This week BSA published the latest edition of its “Global Software Survey” which reveals the various piracy rates around the world. The survey, which only looks at PC software, shows that piracy rates worldwide dropped to 37 percent in 2017, down from 39 percent two years earlier. The commercial value of the pirated software dropped by eight percent, to $46.3 billion globally.
While this is a positive sign for the industry, the BSA is never going to admit that it is winning any fight. The report said “Despite a global two-point drop in unlicensed software installation rates during the last two years, unlicensed software is still being used around the globe at alarming rates, accounting for 37 percent of software installed on personal computers. Although the overall commercial value of unlicensed software has also been declining, the majority of all countries in the survey still have unlicensed rates of 50 percent or higher.”
In the US, for example, ‘only’ 16 percent of software is used without permission, but in other parts of the world, rates are well over 80 percent. In countries where the average consumer has little money to spend, piracy rates are often very high.
This includes many African countries, such as Libya, where 90 percent of all software is used without permission. The same is true for Eastern Europe and Asia, where Armenia, Belarus, Bangladesh, Pakistan, and others have piracy rates above 80 percent.

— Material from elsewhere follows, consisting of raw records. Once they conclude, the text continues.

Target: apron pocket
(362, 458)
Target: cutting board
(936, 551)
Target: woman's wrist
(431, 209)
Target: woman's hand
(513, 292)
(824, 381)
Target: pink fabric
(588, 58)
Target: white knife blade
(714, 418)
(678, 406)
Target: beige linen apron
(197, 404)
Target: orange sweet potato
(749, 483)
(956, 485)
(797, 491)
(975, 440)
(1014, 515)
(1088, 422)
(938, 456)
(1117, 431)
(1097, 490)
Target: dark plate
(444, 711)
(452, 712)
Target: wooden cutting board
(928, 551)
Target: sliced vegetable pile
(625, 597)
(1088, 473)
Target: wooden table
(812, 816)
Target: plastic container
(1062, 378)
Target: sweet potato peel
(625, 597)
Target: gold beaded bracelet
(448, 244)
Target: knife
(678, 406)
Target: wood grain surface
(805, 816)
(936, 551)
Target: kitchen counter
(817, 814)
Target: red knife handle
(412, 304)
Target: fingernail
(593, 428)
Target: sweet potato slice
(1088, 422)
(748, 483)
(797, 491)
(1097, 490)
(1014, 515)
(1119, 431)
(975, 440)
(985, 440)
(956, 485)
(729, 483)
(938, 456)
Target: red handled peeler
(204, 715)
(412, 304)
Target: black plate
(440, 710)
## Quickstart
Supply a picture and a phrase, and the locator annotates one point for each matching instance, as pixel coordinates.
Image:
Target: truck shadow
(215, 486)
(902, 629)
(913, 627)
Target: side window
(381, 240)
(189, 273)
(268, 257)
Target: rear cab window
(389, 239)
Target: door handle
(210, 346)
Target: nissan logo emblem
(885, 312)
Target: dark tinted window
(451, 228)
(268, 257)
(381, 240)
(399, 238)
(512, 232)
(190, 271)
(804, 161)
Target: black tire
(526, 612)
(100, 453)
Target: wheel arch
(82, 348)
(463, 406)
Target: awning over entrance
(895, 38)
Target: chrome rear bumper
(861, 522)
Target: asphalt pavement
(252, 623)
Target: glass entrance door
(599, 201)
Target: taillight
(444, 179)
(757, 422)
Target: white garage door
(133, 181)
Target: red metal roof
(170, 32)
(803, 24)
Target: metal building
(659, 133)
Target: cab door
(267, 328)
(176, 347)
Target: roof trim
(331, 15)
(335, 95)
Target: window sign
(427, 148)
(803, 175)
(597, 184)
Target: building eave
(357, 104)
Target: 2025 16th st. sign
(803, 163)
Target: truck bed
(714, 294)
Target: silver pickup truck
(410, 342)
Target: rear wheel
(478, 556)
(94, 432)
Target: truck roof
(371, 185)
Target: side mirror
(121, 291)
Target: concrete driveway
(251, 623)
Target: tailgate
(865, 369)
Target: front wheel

What this suggests is not that the BSA should be allowed to nuke such countries from space, but that the price of software in those countries is too high. The BSA moans that software piracy hinder economic growth. At the same time, they could also subject people to malware risks, as more pirated software is correlated with more malware, the group warns. But the reality is that if you are trying to run a publishing company in Bangladesh you cant afford to have all your money allocated to paying the many hundreds of dollars per seat that some software companies are demanding.